The Noble Truth of the Path

Though Nibbāna is causeless, not conditioned by any cause and always exists, it is not possible to realise its peace without a cause. It can be realised only through a cause. That cause is nothing but the Noble Practice. Therefore, the Noble Practice that leads to Nibbāna, the Cessation of Suffering, is termed Dukkha Nirodhagāmini Paṭipadā, the Course of Practice that leads to the Cessation of Suffering.

The Middle Path (Majjhima Patipadā)

Living in enjoyment of sensual pleasures in the world fulfilling the demands of craving is not the path for attainment of Nibbāna, the Cessation of Suffering. It is just an ignoble practice called kāmasukhallikānuyoga. Efforts to make oneself suffer by exposure of one’s body to fire or to the sun, by keeping one’s hand raised continuously, with a view to prevent mental defilements from appearing, do not form the way to Nibbāna, the Cessation of Suffering. It is another ignoble practice called attakilamathānuyoga. Avoiding selfindulgence in sensual pleasures on one hand and self-mortification on the other, following only the middle path which is neither too comfortable nor too arduous, like the string of a harp which is neither too taut nor too loose, is the practice that surely leads to Nibbāna. This practice which is neither easy nor difficult is called ‘Majjhimapatipada’, the Middle Course. This very Middle Course is called the Path (Magga), the Way leading to Nibbāna. Wrong view, etc. which are unwholesome, are called duggati-magga or micchā-magga as they lead to the four woeful states (apāya). Right view, etc. which are mundane and wholesome, are called sugati-magga or sammā-magga as they lead to Nibbāna. The Commentary on Sacca

Vibhanga explains that these factors, such as Right View, etc. which constitute Path Consciousness are called Magga because they are sought by those who aspire for Nibbāna; because these factors lead to Nibbāna; and because they find their way to Nibbāna after eradicating mental defilements.

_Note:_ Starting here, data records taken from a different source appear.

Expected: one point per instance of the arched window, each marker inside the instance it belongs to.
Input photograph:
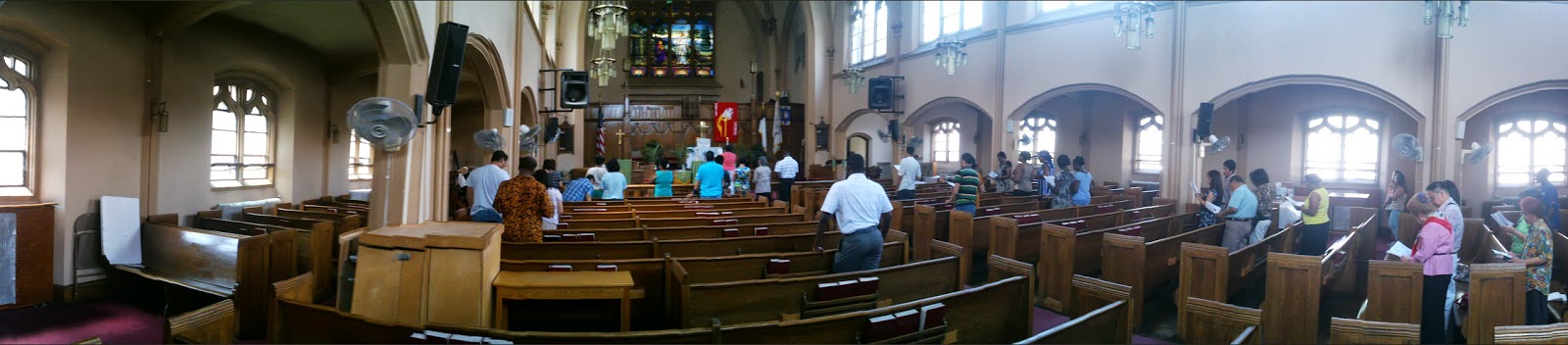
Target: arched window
(948, 18)
(1149, 153)
(1042, 133)
(358, 157)
(16, 125)
(867, 30)
(242, 143)
(1528, 145)
(945, 141)
(1343, 148)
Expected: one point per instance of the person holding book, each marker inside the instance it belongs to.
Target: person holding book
(862, 211)
(1435, 251)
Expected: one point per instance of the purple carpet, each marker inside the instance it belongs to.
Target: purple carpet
(1047, 319)
(67, 323)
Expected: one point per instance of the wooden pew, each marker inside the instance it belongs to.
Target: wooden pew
(219, 264)
(1212, 321)
(1215, 274)
(1145, 263)
(658, 248)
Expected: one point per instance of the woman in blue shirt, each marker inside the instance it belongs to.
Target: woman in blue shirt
(613, 182)
(663, 179)
(1086, 180)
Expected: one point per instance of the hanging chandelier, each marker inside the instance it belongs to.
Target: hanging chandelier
(1136, 21)
(854, 78)
(951, 55)
(608, 23)
(603, 70)
(1446, 15)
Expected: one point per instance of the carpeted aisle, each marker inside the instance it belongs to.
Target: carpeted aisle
(68, 323)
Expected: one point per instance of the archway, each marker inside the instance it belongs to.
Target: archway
(1118, 132)
(1526, 127)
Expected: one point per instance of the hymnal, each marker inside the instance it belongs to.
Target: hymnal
(933, 316)
(880, 328)
(778, 266)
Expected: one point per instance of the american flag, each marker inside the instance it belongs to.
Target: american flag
(601, 137)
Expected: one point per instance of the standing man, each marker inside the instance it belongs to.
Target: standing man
(524, 204)
(710, 177)
(861, 209)
(788, 169)
(1239, 216)
(908, 172)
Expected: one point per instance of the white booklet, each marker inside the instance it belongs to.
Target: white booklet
(1399, 250)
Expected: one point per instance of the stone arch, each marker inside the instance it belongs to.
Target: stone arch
(1314, 78)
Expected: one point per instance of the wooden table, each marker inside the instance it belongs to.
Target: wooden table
(564, 286)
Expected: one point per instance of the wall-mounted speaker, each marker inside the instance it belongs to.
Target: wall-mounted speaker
(1204, 118)
(574, 90)
(880, 94)
(447, 65)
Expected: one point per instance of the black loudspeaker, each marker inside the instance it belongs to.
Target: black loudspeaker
(551, 129)
(574, 90)
(880, 94)
(1204, 117)
(447, 65)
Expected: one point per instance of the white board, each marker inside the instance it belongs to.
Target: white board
(122, 226)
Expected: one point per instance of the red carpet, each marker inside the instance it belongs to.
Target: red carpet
(67, 323)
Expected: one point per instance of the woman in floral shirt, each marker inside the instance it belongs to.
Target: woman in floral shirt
(1537, 263)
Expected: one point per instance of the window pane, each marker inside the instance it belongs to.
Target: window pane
(13, 169)
(223, 143)
(13, 133)
(256, 143)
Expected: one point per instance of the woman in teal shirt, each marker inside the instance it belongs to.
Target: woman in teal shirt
(663, 179)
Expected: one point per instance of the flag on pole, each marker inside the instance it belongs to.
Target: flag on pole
(600, 145)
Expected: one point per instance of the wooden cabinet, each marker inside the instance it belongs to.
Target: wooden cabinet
(30, 229)
(428, 273)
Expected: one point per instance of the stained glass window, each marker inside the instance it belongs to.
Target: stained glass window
(671, 38)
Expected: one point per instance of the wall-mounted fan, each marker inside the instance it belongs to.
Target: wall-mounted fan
(1408, 146)
(1478, 153)
(527, 138)
(386, 123)
(490, 140)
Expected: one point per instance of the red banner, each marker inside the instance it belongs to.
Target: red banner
(726, 122)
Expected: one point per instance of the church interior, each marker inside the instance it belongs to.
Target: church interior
(686, 172)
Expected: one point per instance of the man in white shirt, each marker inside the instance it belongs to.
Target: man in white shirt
(482, 188)
(861, 209)
(908, 172)
(788, 169)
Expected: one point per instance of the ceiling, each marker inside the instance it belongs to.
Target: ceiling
(339, 30)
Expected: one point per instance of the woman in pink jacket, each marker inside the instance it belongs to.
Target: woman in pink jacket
(1435, 251)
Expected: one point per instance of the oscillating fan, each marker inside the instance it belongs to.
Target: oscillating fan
(527, 138)
(1478, 153)
(490, 140)
(1408, 146)
(1219, 145)
(386, 123)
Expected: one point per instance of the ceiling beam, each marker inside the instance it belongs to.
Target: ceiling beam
(182, 15)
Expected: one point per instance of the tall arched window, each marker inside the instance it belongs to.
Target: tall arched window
(358, 157)
(1528, 145)
(948, 18)
(945, 141)
(1343, 148)
(867, 30)
(16, 125)
(1149, 156)
(1042, 133)
(242, 145)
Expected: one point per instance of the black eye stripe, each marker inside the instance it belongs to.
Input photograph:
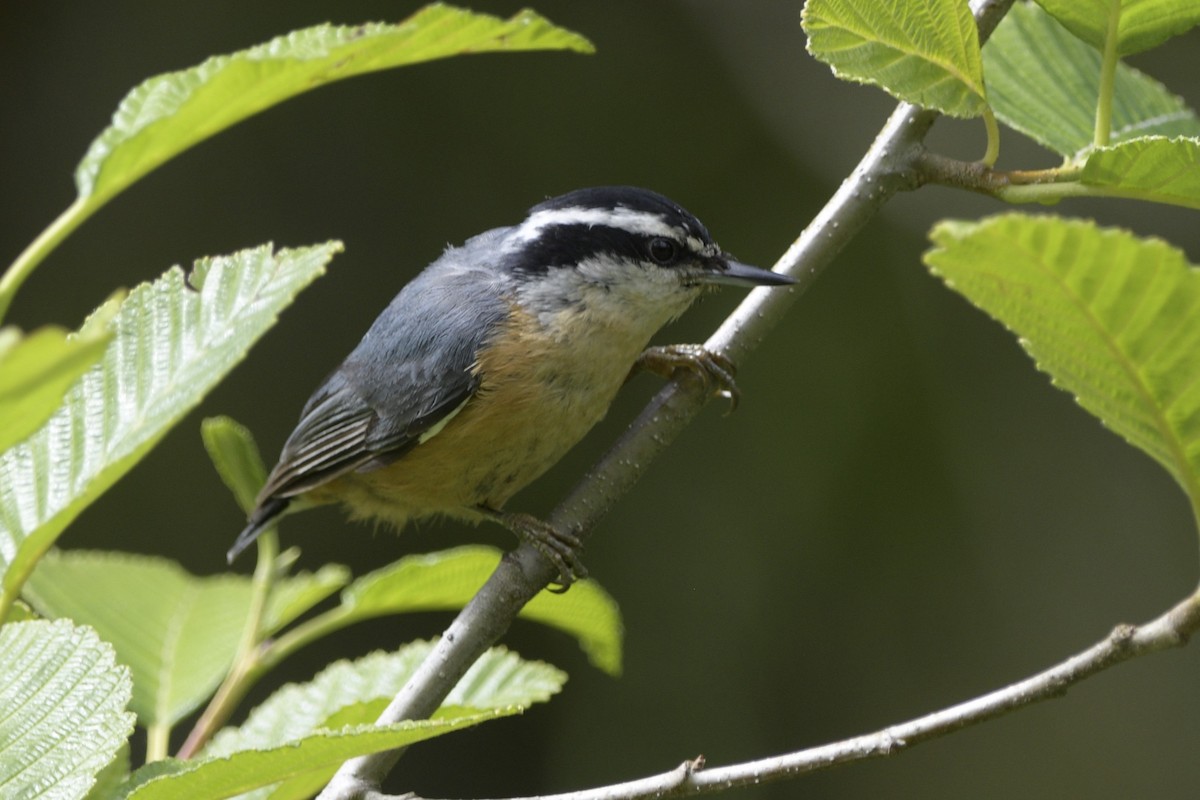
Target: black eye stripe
(570, 245)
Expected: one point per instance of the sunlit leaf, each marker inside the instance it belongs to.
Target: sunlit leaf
(175, 631)
(1113, 318)
(924, 53)
(174, 340)
(1144, 23)
(37, 370)
(1157, 168)
(318, 752)
(354, 692)
(172, 112)
(1045, 83)
(64, 720)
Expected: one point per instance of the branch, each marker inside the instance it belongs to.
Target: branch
(1126, 642)
(886, 169)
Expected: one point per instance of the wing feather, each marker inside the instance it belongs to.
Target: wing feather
(407, 377)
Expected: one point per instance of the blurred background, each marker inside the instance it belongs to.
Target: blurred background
(901, 515)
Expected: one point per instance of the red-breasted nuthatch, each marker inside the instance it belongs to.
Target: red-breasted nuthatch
(497, 359)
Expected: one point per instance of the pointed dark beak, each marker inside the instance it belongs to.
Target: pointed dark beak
(743, 275)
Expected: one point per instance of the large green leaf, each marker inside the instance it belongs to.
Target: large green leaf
(316, 753)
(37, 370)
(174, 340)
(354, 692)
(1143, 25)
(177, 632)
(169, 113)
(1162, 169)
(63, 714)
(924, 53)
(1114, 319)
(447, 581)
(1045, 83)
(172, 112)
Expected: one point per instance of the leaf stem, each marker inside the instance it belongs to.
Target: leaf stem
(157, 741)
(1029, 186)
(1108, 77)
(247, 665)
(40, 248)
(993, 152)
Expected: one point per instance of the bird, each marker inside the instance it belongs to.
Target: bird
(491, 364)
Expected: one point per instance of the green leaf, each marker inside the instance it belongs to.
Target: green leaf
(37, 370)
(171, 113)
(924, 53)
(1153, 169)
(1045, 83)
(1114, 319)
(177, 632)
(1144, 23)
(498, 680)
(293, 596)
(321, 752)
(112, 776)
(174, 341)
(63, 698)
(354, 692)
(447, 581)
(235, 457)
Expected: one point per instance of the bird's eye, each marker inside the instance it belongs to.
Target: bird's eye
(663, 250)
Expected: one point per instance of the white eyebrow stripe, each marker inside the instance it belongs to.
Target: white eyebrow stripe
(640, 222)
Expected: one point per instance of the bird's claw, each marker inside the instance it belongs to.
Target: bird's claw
(714, 370)
(558, 547)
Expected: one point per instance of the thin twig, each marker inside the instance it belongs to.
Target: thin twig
(522, 573)
(1126, 642)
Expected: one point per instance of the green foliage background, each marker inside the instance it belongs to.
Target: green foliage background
(903, 513)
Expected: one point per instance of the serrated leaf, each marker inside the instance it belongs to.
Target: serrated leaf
(232, 449)
(172, 112)
(319, 752)
(112, 776)
(64, 716)
(37, 370)
(354, 692)
(177, 632)
(447, 581)
(1045, 83)
(1144, 23)
(1153, 169)
(173, 342)
(498, 680)
(924, 53)
(1113, 318)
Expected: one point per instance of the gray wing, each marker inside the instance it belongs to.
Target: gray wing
(411, 371)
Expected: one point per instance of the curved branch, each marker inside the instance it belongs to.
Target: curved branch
(1126, 642)
(886, 169)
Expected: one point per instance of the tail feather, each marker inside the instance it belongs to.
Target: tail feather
(259, 519)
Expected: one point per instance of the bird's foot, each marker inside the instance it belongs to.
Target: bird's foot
(714, 370)
(558, 547)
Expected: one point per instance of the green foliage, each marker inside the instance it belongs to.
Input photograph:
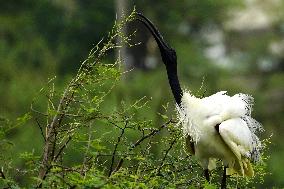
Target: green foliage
(115, 147)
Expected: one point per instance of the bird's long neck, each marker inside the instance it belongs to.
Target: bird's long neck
(174, 83)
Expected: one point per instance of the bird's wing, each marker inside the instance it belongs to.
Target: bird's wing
(189, 145)
(238, 137)
(228, 107)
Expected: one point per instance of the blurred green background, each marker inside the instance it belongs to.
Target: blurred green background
(237, 46)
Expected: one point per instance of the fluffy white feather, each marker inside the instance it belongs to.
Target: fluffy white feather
(236, 141)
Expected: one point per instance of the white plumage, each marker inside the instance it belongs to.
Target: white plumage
(221, 127)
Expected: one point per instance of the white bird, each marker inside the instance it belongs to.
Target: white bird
(215, 127)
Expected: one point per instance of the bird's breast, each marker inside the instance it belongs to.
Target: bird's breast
(211, 145)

This Path is not of one factor only; it is of eight factors, as will be shown below; hence it is called ‘Atthangika-Magga’, the Path of Eight Constituents, which are:

(1) Sammā-ditthi: Right View (Knowledge of the Truth of Suffering, Knowledge of the Truth of the Cause of Suffering, Knowledge of the Truth of the Cessation of Suffering and Knowledge of the Truth of the Path leading to the Cessation of Suffering. Thus it is the fourfold Knowledge).

(2) Sammā-saṅkappa: Right Thought. (Three kinds of thought, namely, thought of liberating oneself from sensuous defilements (kilesa-kāma) and sensuous objects (vatthu-kāma) as has been explained in the section on the Nekkhama Pāramī, Perfection of Renunciation; thought of not destroying others; and thought of not harming others).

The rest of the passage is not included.